Same as before. We want to index the points of interests and use ELSER to make sure that any semantic searches are working. E.g. searching for `sights with gardens` should return `Central Park` even though it does not contain `garden` in the name.

In [82]:
client.indices.delete(index="points-of-interest", ignore_unavailable=True)
client.indices.create(
    index="points-of-interest",
    settings={"index": {"default_pipeline": "elser-ingest-pipeline"}},
    mappings={
        "dynamic_templates": [
            {
                "stringsaskeywords": {
                    "match": "*",
                    "match_mapping_type": "string",
                    "mapping": {
                        "type": "keyword"
                    }
                }
            }
        ],
        "properties": {
            "NAME": { "type": "text" },
            "location": {"type": "geo_point"},
            "name_embedding": {"type": "sparse_vector"},
        }
    },
)

ObjectApiResponse({'acknowledged': True, 'shards_acknowledged': True, 'index': 'points-of-interest'})

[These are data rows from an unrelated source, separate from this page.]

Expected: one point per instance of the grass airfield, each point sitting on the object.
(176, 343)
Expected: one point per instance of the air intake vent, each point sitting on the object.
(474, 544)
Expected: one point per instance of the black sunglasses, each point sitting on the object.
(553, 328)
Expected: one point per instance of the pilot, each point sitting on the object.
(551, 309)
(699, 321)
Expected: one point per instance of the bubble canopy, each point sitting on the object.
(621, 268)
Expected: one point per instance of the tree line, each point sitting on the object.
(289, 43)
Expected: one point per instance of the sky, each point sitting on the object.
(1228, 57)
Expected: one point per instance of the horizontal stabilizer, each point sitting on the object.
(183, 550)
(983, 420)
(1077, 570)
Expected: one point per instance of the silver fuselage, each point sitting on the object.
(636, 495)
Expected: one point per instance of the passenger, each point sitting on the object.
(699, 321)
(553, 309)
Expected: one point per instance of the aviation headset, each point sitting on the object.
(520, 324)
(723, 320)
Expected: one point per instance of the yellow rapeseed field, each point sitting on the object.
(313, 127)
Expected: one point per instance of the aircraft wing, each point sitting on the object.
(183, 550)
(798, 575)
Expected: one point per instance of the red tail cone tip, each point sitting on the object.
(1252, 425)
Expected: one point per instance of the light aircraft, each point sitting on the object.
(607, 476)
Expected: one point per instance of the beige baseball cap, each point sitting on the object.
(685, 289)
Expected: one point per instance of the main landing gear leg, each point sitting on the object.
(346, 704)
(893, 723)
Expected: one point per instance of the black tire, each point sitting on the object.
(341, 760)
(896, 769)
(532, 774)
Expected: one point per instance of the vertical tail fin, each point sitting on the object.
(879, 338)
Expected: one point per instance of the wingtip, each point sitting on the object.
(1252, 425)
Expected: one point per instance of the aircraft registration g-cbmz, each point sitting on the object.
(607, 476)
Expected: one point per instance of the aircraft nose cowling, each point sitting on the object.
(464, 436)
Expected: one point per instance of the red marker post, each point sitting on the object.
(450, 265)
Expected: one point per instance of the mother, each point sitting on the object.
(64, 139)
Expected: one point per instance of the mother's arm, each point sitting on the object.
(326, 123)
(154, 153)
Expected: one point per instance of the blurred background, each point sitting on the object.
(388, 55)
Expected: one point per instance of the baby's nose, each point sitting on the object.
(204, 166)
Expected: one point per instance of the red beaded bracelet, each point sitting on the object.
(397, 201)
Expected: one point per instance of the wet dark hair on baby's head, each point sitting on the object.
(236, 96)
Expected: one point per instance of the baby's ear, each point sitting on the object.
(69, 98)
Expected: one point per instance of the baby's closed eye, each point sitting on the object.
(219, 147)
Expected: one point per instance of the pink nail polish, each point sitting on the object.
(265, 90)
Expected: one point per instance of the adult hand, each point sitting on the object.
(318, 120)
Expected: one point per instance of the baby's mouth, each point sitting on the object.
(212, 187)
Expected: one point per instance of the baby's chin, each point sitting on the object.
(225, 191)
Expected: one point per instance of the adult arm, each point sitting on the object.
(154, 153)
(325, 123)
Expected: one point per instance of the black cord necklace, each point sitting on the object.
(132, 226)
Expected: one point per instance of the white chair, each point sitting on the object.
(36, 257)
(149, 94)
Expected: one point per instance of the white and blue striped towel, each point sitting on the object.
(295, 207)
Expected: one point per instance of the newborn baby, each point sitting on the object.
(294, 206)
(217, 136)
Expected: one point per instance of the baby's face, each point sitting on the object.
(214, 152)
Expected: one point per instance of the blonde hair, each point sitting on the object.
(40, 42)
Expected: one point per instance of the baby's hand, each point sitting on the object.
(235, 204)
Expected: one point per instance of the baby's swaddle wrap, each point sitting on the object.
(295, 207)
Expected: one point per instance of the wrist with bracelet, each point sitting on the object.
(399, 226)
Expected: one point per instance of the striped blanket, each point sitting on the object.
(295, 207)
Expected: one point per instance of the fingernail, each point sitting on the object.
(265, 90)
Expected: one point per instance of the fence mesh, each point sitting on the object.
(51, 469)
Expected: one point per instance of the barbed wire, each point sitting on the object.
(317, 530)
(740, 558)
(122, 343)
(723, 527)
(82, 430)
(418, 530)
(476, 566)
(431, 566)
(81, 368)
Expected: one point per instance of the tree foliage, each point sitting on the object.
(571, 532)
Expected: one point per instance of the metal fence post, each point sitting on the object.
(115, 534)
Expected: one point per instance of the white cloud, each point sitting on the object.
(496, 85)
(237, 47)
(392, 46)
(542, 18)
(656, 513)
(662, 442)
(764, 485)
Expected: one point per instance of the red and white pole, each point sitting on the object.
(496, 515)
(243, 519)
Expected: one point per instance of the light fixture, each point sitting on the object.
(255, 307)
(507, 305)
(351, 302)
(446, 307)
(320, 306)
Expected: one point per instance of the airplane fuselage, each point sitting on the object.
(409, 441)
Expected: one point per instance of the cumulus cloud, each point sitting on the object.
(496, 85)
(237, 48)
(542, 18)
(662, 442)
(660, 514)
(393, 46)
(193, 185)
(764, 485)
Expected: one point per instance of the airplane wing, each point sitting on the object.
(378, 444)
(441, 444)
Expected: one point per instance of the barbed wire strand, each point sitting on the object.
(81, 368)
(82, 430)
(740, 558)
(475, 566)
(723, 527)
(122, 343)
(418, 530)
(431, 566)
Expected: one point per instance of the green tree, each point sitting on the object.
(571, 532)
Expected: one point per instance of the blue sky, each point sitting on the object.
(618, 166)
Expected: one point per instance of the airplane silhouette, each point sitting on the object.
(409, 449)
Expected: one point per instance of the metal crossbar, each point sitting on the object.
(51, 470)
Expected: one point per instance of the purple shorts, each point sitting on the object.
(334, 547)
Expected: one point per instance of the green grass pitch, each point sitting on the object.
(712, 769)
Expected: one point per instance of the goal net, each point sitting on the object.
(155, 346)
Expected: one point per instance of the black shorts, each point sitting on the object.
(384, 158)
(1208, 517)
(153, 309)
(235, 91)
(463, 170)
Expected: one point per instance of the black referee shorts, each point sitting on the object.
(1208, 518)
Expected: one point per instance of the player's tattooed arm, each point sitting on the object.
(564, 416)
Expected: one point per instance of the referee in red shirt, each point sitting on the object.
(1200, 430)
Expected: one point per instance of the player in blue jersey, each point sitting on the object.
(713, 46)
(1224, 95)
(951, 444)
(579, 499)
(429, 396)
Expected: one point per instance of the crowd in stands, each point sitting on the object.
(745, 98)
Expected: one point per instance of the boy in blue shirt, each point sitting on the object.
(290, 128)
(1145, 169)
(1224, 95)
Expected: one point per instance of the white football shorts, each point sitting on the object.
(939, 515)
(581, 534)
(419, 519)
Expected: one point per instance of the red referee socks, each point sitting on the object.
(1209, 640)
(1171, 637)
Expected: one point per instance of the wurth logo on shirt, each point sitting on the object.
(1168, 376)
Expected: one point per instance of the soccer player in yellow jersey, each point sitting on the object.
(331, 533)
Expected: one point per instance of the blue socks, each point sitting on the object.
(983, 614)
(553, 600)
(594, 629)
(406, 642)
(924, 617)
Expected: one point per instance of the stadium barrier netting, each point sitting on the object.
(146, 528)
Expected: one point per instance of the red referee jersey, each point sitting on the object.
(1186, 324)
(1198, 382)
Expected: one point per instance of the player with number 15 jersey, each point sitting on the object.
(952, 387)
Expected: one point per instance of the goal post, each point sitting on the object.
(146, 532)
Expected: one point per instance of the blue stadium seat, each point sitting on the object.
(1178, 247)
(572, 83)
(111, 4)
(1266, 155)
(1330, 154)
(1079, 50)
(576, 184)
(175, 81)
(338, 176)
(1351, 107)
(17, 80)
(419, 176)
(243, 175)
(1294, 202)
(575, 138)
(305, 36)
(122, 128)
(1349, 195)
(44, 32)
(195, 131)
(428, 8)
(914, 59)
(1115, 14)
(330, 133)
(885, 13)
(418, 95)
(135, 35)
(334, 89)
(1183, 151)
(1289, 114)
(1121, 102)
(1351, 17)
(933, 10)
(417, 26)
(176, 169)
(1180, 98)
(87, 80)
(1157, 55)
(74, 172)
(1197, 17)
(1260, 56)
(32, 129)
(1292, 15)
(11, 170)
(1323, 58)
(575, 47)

### Download points of interest

The `the_geom` looks like this: `POINT (-74.00701717096757 40.724634757833414)` which is formatted as a Well-Known Text point format and we officially support this. I personally always like to store my coordinates in lat & lon as an Object to make sure that there are no confusions.

In [83]:
import csv

# Download the CSV file
url = "https://data.cityofnewyork.us/api/views/t95h-5fsr/rows.csv?accessType=DOWNLOAD"
response = requests.get(url)

# Parse and index the CSV data
def prepare_documents():
    reader = csv.DictReader(response.text.splitlines())
    for row in reader:
        row["location"] = {
            "lat": float(row["the_geom"].split(" ")[2].replace(")","")),
            "lon": float(row["the_geom"].split(" ")[1].replace("(","")),
        }
        row["name"] = row["NAME"].lower()
        yield {
            "_index": "points-of-interest",
            "_source": dict(row),
        }

# Index the documents
helpers.bulk(client, prepare_documents())


(20495, [])

### Now we have everything prepped

First let's see how well ELSER does with a "geo" query. Let's as it for an AirBnB next to Central Park and Empire State Building. Also we are just looking at the description, not the name or the about author as of now. Let's keep it simple.

In [85]:
response = client.search(
    index="airbnb-*",
    size=10,
    query={
        "text_expansion": {
            "description_embedding": {
                "model_id": ".elser_model_2_linux-x86_64",
                "model_text": "Next to Central Park and Empire State Building",
            }
        }
    },
)

for hit in response["hits"]["hits"]:
    doc_id = hit["_id"]
    score = hit["_score"]
    name = hit["_source"]["name"]
    location = hit["_source"]["location"]
    print(f"Score: {score}\nTitle: {name}\nLocation: {location}\nDocument ID: {doc_id}\n")

Score: 20.003891
Title: Gorgeous 1 Bedroom - Upper East Side Manhattan -
Location: {'lon': -73.95856, 'lat': 40.76701}
Document ID: AkgfEI8BHToGwgcUA6-7

Score: 19.757303
Title: Lovely 4 bedrooms~Midtown grand central ~Park ave
Location: {'lon': -73.98119, 'lat': 40.74593}
Document ID: fEgZEI8BHToGwgcUgKID

Score: 19.757303
Title: ~Lovely 4 Bedroom ~ Midtown ~ Grand Central~
Location: {'lon': -73.98293292692072, 'lat': 40.74578747448903}
Document ID: mEgREI8BHToGwgcU9pI_

Score: 19.71977
Title: The Center of Manhattan (West 57th Street) Apt3A
Location: {'lon': -73.9880189, 'lat': 40.7692096}
Document ID: wkjuD48BHToGwgcUOUmQ

Score: 19.681244
Title: Lovely and spacious studio @Park Avenue (Midtown)
Location: {'lon': -73.97904, 'lat': 40.74853}
Document ID: CkgGEI8BHToGwgcUiHwO

Score: 19.443813
Title: Sunny Bedroom in quirky apartment
Location: {'lon': -73.98198, 'lat': 40.74792}
Document ID: u0geEI8BHToGwgcUiq08

Score: 19.380022
Title: Midtown Manhattan Apt
Location: {'lon': -73.9809

### Analysing the response

We indexed all AirBnBs, so it might be little different to what you get when you only do the first 5.000.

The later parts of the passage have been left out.